Было много споров – кто был командующим. Некоторые историки считают, что воеводой был младший сын великого князя Владимир Юрьевич. Младший, а как же тогда старшие Всеволод, Мстислав?! Многие историки забывают лиственничное право, которое не в силах отменить даже великий князь. И вряд ли великий князь доверил бы командование своему сыну, если есть более опытные воеводы, как, например, князь Михаил Черниговский. Но не будем забегать вперед.
По другим данным, воеводой был керженский князь Владимир. Кто это такой? Историки сходятся во мнении, что он из дальней родственной ветви владимирского князя, по древности рода, кстати, не уступающей. И дружина князя керженского была намного лучше экипирована, чем остальное войско, куда вошли разбитые части рязанских сотен, включая дружину рязанского сотника Евпатия Коловрата.
Как считают авторитетные историки, битва при Оке началось не позднее 9 января и длилась 2 дня (по Рашид-ад-Дину). Батый бросает на пять тысяч русских тумен за туменом, но с каждым разом монголы с большими потерями откатываются. Странно, не правда ли? Бравые кочевники, поставившие на колени многие государства с неслабыми армиями, вдруг не могут победить какие-то пять тысяч русских. Напоминаю – монголов, по данным Рашид-ад-Дина, 150 тысяч».
Я задумался: откуда, интересно, у этого Рашида такие данные? Не был ли он в составе монгольской армии? Правда, его книга появилась только в начале XIX века. Но он мог оставить свои записи, и их потом оформили в некий исторический опус. Вполне возможно. Начал читать далее. С улыбкой, так как пошли рассуждения о «невероятном».

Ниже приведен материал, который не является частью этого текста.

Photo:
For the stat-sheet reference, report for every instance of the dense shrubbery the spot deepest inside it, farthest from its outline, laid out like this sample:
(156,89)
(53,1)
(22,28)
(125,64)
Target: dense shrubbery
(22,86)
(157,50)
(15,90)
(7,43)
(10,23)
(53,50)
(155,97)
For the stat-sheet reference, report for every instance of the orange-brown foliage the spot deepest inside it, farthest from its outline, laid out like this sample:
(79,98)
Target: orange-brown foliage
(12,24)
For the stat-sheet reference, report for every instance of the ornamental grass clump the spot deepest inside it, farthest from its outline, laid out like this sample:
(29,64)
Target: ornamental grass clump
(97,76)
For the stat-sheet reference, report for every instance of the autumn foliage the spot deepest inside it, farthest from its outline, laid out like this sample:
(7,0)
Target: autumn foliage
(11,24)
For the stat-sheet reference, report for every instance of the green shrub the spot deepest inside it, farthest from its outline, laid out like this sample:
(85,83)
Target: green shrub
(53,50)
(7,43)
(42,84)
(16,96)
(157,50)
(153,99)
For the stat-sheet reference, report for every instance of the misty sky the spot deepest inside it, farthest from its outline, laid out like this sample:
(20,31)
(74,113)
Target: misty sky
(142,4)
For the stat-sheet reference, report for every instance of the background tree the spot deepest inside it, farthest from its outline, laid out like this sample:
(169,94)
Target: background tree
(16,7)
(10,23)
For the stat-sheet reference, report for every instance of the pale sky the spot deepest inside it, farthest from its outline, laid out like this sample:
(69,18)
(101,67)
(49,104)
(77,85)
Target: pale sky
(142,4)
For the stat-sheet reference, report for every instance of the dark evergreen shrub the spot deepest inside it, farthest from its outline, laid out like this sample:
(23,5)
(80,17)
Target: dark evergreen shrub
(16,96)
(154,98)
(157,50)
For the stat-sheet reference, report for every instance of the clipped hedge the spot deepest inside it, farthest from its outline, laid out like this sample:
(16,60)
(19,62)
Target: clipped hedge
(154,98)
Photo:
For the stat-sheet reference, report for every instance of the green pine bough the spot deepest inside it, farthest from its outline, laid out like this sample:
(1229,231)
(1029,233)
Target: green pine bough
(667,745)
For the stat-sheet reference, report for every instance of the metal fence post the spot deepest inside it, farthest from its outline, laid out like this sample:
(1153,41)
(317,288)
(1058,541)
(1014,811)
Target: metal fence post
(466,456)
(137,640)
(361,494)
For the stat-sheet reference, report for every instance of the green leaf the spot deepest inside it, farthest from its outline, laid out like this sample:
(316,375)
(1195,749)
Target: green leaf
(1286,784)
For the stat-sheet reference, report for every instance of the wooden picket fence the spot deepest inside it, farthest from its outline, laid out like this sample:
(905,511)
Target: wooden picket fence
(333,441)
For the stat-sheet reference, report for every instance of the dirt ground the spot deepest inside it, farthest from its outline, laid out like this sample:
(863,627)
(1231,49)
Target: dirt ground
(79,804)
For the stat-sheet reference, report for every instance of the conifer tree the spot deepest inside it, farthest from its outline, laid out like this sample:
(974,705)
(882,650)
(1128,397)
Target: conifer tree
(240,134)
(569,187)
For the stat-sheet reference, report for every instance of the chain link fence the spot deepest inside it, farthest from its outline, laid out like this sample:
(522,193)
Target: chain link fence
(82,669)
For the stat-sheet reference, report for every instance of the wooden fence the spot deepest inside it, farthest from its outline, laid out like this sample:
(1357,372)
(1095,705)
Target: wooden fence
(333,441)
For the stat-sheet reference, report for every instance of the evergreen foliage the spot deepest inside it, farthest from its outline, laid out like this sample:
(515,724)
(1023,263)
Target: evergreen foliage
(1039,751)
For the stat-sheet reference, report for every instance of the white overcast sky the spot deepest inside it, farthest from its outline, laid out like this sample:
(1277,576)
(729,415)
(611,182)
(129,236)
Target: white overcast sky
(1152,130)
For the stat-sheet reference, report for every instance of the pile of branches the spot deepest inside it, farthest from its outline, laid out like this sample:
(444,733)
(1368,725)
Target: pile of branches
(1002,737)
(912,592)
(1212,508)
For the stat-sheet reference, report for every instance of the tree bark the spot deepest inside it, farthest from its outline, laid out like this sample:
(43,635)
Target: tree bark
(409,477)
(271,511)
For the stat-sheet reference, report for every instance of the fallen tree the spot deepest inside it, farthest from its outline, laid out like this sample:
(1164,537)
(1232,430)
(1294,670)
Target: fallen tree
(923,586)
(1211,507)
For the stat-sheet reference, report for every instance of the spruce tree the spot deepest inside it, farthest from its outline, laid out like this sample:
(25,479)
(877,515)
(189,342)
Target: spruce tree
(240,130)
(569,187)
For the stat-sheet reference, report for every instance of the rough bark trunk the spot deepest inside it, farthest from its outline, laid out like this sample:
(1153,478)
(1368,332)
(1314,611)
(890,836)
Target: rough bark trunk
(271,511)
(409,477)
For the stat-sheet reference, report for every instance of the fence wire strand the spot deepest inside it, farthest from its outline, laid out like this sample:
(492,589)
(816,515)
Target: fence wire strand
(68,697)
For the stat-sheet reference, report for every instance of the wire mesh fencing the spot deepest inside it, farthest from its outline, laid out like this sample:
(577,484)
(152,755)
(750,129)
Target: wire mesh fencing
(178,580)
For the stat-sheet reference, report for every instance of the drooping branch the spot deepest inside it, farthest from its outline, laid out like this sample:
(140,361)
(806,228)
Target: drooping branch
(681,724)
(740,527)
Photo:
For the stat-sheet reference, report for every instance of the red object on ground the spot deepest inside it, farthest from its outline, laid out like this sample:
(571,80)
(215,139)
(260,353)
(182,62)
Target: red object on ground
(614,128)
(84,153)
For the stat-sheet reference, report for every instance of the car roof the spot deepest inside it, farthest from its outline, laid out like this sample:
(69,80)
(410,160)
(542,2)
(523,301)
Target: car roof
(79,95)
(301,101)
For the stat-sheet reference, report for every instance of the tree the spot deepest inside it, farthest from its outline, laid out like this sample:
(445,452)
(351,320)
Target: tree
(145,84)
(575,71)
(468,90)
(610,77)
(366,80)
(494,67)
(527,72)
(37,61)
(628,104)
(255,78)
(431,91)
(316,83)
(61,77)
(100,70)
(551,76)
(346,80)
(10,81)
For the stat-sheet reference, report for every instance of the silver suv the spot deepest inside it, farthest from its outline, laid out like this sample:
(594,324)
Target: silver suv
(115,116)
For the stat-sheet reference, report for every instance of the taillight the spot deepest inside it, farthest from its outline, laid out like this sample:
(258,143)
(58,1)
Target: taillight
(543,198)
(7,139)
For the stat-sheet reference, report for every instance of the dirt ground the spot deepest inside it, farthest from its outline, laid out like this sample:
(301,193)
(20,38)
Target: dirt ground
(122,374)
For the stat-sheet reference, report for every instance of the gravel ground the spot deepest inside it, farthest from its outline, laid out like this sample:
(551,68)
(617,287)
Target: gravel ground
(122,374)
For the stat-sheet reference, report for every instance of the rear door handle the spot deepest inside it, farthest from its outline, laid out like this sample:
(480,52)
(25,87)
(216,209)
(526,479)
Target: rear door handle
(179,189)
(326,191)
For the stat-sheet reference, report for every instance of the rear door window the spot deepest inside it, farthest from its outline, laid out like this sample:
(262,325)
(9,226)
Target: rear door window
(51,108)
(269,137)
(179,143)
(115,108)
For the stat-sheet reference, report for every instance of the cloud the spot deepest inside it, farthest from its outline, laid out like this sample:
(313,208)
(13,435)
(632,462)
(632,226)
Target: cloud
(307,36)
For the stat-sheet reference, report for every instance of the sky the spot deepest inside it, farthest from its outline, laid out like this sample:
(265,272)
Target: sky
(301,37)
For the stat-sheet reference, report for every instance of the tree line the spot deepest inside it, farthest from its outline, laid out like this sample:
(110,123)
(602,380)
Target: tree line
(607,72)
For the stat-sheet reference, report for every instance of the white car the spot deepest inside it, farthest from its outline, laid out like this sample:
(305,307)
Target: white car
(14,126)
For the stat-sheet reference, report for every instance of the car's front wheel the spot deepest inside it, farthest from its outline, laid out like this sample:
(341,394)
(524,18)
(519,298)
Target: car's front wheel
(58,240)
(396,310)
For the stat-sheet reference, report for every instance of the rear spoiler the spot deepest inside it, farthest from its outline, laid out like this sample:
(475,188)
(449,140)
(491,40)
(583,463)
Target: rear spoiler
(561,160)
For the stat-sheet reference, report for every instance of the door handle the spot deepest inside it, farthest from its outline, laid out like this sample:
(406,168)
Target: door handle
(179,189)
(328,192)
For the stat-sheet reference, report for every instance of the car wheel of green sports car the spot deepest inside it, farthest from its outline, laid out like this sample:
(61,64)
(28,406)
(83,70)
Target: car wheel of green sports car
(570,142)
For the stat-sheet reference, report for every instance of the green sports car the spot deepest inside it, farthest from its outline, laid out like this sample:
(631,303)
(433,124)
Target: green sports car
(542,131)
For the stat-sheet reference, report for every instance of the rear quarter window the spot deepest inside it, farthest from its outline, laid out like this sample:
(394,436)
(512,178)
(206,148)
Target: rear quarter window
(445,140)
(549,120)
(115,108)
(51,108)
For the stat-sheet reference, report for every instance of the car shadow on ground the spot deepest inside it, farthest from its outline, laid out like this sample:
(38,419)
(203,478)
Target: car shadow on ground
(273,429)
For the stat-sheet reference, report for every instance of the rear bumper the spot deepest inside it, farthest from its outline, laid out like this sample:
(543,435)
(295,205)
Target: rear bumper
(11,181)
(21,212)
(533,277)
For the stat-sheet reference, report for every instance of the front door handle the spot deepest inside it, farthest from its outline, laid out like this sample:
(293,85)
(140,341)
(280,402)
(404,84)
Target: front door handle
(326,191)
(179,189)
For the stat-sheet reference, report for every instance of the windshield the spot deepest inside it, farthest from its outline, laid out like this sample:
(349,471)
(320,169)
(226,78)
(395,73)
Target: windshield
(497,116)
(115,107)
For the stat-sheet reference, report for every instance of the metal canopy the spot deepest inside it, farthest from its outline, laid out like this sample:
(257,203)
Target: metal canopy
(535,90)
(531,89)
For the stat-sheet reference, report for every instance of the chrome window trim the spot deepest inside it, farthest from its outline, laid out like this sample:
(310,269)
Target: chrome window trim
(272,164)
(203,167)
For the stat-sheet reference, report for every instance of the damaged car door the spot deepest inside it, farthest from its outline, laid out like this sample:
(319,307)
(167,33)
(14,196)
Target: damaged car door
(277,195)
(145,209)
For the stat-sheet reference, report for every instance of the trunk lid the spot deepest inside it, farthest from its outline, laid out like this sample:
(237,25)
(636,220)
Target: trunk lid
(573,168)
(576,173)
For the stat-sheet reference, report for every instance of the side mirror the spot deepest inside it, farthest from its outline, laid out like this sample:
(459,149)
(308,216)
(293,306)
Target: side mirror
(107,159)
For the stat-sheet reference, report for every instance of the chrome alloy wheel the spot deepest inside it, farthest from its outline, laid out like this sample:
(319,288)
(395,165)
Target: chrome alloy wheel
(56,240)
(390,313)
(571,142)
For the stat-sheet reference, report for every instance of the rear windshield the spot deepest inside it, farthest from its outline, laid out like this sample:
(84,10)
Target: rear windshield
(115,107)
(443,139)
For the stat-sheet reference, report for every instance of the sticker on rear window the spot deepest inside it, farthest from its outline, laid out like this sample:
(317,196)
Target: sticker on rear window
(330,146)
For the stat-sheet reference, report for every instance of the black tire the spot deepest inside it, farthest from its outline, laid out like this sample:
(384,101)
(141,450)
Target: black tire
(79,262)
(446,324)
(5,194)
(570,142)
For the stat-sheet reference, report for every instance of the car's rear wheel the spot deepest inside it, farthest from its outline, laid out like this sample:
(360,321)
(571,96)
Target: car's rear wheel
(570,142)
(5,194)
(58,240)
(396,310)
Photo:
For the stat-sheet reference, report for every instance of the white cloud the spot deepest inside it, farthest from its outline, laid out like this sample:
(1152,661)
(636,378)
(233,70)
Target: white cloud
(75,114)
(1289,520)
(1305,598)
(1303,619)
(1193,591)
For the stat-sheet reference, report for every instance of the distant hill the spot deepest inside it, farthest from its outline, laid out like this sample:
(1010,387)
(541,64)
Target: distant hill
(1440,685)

«По мнениям многих историков, причина монгольских неудач кроется в применении русскими артиллерии. Однако ни в одной летописи, включая «Список летописей», не упоминается об артиллерии. Вообще. Применение русскими артиллерии весьма сомнительно, ведь у монголов больше возможности применить пушки, с коими они могли познакомиться в Китае, где уже давно применяли пороховые изделия. Но факт остается фактом – с каждой атакой русских полков орда теряет своих воинов. Упорство Батыя удивляет. Опытные монгольские темники ничего не могут сделать, как с каждым разом атаковать русских. И в тот момент, когда в битву втянуты все монгольские силы, в тыл монголам ударяют два других русских полка. По историческим данным, этими полками командуют сам Великий Князь Юрий Всеволодович и черниговский князь Михаил. Примечательно то, что черниговский князь недавно отказал послам рязанским в помощи, и с Великим Князем не совсем в ладах был, но все же привел свою многочисленную дружину.
Итог Окской битвы – поражение монгольского войска при численности русских войск до 25 тысяч, а монгольских до 150 тысяч. И я хочу спросить всех историков: когда же началось монгольское иго?..»
Входная дверь скрипнула, и меня обдало сквозняком. Кто-то вошел в дом.
– О, ты дома, гляжу, – сказал мой сосед. – Целую неделю где-то шлялся. Опять воевал где-то?
И тут он увидел бороду.
– А оброс-то! – воскликнул Куклин. – Мохнатый-волосатый!
Я захохотал: мохнатый – волосатый – волос – велес! А какой еще должен быть потомок Велеса?
– Ты чего? – удивился Васька.
– Да ничего, так.
– А я поначалу подумал, что ты опять запил, – сказал Куклин. – Зашел вот и вижу – сидишь вроде трезвый, в ноут пялишься.
Он взглянул на дисплей, хмыкнул.
– Я чего зашел-то. Сегодня Владимирская, а после ночь на Ивана Купалу. Поехали-ка, Иваныч, на Светлояр. Там хорошо будет, ансамбли приедут, песни-пляски, много народу. Поехали?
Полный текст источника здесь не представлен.